Scotty’s flaws went in the opposite direction. His once-sharp eyes were now smudged by a vacant satisfaction, his thin lips were always a little slack. He was every bit as strongly built as Drew, but he seemed to be in the process of powering down, as if he’d used his strength to exit the turbulent atmosphere of adolescence and was happy to glide through a frictionless manhood. Never a talker, he was now encased in a silence that she feared signified an expanding void. His friendly smile attracted people to him, yet it was distributed indiscriminately, as if it was more of a buffer against intimacy than an invitation to it.
But most people, including their little brother, only saw a pair of tall, broad-shouldered, strong-jawed young men who succeeded at everything they tried. Jack lacked their ability to hide his flaws. And he was well aware that big things were expected of him. But the world was not exactly proving to be his oyster. Fearing failure or, worse, invisibility, he drew attention to himself by misbehaving. Talking back to teachers. Staying out past curfew. Being a little too rough on the playground. Using his intelligence and sharp tongue as weapons.
Eighth grade had been particularly bad, his rebelliousness now fueled by puberty. His anger focused on the female of the species. There were tense phone calls from concerned mothers.
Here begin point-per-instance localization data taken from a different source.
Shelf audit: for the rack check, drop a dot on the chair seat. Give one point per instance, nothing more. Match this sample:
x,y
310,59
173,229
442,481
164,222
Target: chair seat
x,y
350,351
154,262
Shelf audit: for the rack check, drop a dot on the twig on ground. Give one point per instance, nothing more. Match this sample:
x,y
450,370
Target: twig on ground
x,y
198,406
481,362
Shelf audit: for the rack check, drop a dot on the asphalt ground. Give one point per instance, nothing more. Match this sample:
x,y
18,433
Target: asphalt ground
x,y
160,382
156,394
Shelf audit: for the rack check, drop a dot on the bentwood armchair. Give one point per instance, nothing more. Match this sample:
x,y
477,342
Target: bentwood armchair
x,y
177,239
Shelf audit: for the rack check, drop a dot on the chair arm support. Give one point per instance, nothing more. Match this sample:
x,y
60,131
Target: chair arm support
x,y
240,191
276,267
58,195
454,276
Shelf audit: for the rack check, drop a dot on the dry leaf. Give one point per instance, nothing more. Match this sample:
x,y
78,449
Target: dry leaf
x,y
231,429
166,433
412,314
It all reached a nadir when he came perilously close to getting suspended for calling his art teacher a bitch. Celia had to pull out all the stops to keep that from happening. She began to worry that the pressure that had turned her first two sons into diamonds was grinding her youngest into toxic dust.
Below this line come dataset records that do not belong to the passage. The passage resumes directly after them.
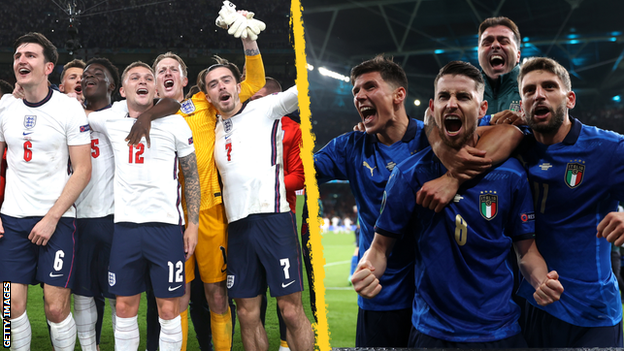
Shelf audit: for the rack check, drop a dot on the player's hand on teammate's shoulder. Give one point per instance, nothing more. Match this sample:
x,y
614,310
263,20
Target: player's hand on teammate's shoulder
x,y
364,281
18,91
508,117
612,228
437,193
43,230
549,291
His freshman year was worse. Scotty was a senior then, the big man on campus, whose triumphs Jack took as a personal affront. And so he acted out. First, he got kicked off the tennis team after throwing a profanity-laced, racket-splintering hissy fit that would have made McEnroe blush. There were more run-ins with faculty; more calls from parents. The most disturbing incident, however, came on the evening Celia stepped into his room to find him seated shirtless at his computer, his back to the door. She’d knocked, unheard—his earbuds played some brutal growling music. On-screen, a horrifying video clip played: a woman kneeled, naked, her breasts pinched painfully together by leather straps. Her gagged mouth and chest were smeared with blood that streamed from her nose. Her frightened eyes, rimmed with mascara or bruises or both, skittishly roamed the hooded, hairy-shouldered men encircling her, all of whom stroked grotesquely swollen members that they pointed at her like muskets.